’Verehrt! Verachtet! Vernachlässigt! Gipsabgüsse antiker Skulpturen’

Plastik der Abguss-Sammlung Bildquelle: WinklerPlastik der Abguss-Sammlung Bildquelle: Winkler

Neue Sonderausstellung der Abguss-Sammlung Antiker Plastik der Freien Universität Berlin / Geöffnet vom 2. Dezember 2022 bis 30. April 2023

Unter dem Titel ,,Verehrt! Verachtet! Vernachlässigt! Gipsabgüsse antiker Skulpturen" zeigt die Abguss-Sammlung Antiker Plastik der Freien Universität Berlin vom 2. Dezember bis 30. April 2023 die sehr gegensätzliche Geschichte der Gipsabgüsse. Die neue Sonderausstellung wurde von Studierenden konzipiert. Sie kann donnerstags bis sonntags von 14 bis 17 Uhr besichtigt werden. Der Eintritt ist frei.

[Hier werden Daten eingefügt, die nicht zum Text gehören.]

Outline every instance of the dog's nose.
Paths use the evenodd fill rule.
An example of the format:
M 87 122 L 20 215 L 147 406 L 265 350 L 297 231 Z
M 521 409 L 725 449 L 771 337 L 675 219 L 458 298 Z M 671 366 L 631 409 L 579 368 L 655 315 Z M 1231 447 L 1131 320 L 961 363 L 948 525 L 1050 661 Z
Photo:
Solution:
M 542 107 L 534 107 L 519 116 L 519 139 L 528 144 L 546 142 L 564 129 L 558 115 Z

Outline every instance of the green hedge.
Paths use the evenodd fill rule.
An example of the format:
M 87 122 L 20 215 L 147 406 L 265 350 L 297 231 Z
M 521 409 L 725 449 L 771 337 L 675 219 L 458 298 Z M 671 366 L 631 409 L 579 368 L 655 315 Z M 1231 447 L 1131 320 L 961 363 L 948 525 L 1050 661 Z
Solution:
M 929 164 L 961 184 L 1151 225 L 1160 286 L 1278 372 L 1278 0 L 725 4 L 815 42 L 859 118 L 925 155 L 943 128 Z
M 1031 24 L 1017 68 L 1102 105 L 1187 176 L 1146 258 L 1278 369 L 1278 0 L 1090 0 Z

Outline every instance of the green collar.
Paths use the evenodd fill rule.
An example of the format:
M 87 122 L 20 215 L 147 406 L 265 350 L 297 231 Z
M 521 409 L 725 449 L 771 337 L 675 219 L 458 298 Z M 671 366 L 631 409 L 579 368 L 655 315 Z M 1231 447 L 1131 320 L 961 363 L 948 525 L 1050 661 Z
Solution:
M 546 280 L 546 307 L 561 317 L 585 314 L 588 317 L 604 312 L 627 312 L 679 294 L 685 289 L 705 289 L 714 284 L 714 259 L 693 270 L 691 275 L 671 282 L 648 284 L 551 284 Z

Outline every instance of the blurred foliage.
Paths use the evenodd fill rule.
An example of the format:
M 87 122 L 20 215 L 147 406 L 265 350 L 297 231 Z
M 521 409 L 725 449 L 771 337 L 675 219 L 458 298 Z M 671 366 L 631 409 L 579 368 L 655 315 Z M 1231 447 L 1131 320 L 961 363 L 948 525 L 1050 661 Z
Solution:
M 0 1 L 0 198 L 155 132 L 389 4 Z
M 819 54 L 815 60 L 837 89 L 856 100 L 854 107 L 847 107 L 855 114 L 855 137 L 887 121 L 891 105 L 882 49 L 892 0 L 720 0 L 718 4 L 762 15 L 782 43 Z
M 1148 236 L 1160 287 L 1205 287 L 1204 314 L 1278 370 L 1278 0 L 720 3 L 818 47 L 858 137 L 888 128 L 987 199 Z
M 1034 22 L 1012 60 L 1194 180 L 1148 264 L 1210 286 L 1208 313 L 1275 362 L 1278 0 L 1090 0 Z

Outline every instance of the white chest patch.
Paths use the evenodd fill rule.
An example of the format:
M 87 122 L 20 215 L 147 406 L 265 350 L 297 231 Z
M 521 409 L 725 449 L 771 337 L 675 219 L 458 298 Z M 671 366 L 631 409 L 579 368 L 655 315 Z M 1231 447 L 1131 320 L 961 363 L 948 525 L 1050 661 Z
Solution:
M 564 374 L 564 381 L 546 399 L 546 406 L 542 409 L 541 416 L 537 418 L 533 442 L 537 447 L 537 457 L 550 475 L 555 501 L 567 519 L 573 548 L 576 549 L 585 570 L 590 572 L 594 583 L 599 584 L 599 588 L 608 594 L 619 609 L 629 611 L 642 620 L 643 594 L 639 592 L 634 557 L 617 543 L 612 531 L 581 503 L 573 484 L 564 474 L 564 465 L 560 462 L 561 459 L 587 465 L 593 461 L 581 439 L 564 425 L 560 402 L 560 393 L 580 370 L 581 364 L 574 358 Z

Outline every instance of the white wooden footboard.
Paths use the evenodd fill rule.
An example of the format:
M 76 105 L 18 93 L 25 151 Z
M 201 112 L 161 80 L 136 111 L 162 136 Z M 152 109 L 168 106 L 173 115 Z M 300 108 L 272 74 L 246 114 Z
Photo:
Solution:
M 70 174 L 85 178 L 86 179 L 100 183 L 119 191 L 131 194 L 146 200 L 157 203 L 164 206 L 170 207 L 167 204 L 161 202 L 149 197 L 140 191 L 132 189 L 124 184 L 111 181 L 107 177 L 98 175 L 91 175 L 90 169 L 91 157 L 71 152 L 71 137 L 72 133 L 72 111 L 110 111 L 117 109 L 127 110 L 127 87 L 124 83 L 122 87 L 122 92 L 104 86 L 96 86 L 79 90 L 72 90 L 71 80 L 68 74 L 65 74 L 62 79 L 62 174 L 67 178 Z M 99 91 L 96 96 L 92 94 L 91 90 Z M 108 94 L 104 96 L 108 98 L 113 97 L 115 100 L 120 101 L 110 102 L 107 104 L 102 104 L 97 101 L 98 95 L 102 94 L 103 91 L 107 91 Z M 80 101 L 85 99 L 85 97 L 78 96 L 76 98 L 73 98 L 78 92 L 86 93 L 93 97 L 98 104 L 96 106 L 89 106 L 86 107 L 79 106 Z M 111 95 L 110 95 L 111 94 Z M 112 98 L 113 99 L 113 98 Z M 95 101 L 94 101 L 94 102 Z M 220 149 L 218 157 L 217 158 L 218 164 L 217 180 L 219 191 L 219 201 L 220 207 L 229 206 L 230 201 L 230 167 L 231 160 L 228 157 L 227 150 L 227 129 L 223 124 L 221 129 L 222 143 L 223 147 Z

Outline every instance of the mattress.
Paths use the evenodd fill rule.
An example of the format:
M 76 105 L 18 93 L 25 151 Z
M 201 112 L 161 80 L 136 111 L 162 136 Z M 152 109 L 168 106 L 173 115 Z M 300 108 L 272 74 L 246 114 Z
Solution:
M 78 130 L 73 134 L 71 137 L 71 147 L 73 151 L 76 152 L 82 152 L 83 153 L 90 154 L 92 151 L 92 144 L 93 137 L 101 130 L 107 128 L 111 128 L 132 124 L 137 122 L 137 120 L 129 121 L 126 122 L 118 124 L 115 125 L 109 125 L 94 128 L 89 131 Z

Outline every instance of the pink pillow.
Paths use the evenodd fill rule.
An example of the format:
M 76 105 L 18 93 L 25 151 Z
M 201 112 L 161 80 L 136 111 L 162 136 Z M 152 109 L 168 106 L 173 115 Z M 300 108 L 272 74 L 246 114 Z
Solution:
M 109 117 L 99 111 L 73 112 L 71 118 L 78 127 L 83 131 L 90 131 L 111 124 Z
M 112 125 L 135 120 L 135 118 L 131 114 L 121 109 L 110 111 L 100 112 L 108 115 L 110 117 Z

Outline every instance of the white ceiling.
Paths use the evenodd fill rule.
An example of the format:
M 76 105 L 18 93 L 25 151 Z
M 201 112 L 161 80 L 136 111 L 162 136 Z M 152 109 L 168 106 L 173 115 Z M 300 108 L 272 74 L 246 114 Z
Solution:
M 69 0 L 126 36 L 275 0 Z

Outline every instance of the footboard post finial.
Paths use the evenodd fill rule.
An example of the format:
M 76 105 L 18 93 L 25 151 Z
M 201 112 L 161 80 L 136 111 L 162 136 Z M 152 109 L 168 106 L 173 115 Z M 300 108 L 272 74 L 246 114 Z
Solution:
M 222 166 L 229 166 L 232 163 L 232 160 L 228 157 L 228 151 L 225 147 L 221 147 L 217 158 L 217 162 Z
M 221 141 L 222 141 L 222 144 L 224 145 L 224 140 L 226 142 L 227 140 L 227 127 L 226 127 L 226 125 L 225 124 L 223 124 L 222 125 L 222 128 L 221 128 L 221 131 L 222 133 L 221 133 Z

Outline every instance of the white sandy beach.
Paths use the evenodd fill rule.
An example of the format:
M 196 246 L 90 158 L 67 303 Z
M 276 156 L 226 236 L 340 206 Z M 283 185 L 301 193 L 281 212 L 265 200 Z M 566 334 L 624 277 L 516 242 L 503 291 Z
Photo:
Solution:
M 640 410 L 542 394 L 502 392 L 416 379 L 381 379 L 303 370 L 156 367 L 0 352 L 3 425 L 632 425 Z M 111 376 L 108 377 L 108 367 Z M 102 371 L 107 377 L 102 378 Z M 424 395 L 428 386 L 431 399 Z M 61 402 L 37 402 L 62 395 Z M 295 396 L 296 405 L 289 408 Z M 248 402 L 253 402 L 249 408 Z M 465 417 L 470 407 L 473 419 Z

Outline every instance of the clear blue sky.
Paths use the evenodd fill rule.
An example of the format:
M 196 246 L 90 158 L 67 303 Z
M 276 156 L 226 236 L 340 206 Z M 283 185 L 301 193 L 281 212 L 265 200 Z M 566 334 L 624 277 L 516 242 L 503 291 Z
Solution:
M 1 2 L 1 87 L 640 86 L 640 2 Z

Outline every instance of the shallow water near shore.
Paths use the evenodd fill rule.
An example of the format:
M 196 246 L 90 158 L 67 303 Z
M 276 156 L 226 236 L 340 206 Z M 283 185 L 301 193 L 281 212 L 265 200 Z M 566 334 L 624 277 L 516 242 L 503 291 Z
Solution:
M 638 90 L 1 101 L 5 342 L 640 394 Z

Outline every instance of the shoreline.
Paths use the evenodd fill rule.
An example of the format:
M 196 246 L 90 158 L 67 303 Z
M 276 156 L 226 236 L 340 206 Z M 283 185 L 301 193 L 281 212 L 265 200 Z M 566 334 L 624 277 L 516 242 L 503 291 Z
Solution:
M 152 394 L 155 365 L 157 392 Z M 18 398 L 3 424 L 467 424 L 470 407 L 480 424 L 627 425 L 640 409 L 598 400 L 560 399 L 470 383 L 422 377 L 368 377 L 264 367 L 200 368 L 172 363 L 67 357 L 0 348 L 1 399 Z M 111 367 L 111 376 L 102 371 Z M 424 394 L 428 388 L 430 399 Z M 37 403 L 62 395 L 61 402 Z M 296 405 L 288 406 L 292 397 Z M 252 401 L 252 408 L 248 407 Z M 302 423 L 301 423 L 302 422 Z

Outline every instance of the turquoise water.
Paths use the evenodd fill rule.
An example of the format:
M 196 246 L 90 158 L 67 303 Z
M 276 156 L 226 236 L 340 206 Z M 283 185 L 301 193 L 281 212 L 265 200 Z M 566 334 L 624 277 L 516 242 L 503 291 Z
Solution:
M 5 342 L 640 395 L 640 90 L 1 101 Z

,,Wie kaum ein anderes ,Medium’ waren Gipsabgüsse Veränderungen in der Wertschätzung unterworfen", sagt Lorenz Winkler Horacek vom Institut für Klassische Archäologie und Kurator der Abguss-Sammlung Antiker Plastik. Von Skulpturen direkt mithilfe von Negativformen abgenommen, geben die Abgüsse die Form der Originale identisch wieder. Durch den weißen Gips erscheinen sie aber vermeintlich reiner und klarer. Die ,,Reinheit" der Form führte besonders bei den Abgüssen nach antiken Skulpturen zu einer großen Verehrung. Der weiße Gips wurde im 18.Jahrhundert zu einem Leitbild des europäischen Klassizismus.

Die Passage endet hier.